Sana, 2009’da maddeleşen ve bayanlara yönelik tecavüz, darp, zorla evlendirme, bayanların mülk edinmesini engelleme, bayan yahut kız çocuğunun okula yahut işe gitmesini yasaklama da dahil olmak üzere 22 aksiyonu hata olarak tanımlayan Bayana Yönelik Şiddetin Ortadan Kaldırılması yasasının hazırlanmasına yardım etmişti.
Taliban şimdilik tüm işyerleri ve okulların “güvenli” kabul edilene kadar tüm çalışan bayanların ve kız öğrencilerin meskende kalmaları gerektiğine karar verdi.

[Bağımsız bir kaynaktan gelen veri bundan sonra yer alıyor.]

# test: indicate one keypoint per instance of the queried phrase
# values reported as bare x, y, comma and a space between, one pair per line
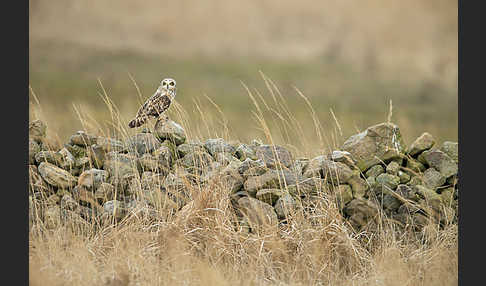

Bunun süreksiz bir tedbir olduğu tabir edildi, fakat durumun ne vakit değişeceği konusunda şimdi bir takvim belirlenmedi.
BBC röportajında bayanların gelecekte hakim yahut bakan üzere kıymetli roller üstlenip üstlenemeyeceği istikametindeki bir soru hakkında yorum yapmayacağını söyleyen Karimi, “kadınlar için çalışma şartları ve fırsatların hala tartışıldığını” söyledi.
Sana, Yunanistan’daki süreksiz yeni konutundan baktığında, memleketinde acı verici bir adaletsizlik görüyor:
“Şimdi bayanlar meskenlerinde hapsedildi ancak benim, vaktinde mahpusa attığım hatalılar özgür.”
Sana, memleketinden uzaktayken bile bu adaletsizlikle çaba etmeye devam edeceğini ve her Afgan kadınını destekleyeceğini söylüyor:
“Afganistan ne Taliban’ın ne de muhakkak bir kümenin. Afganistan, tüm Afganların.”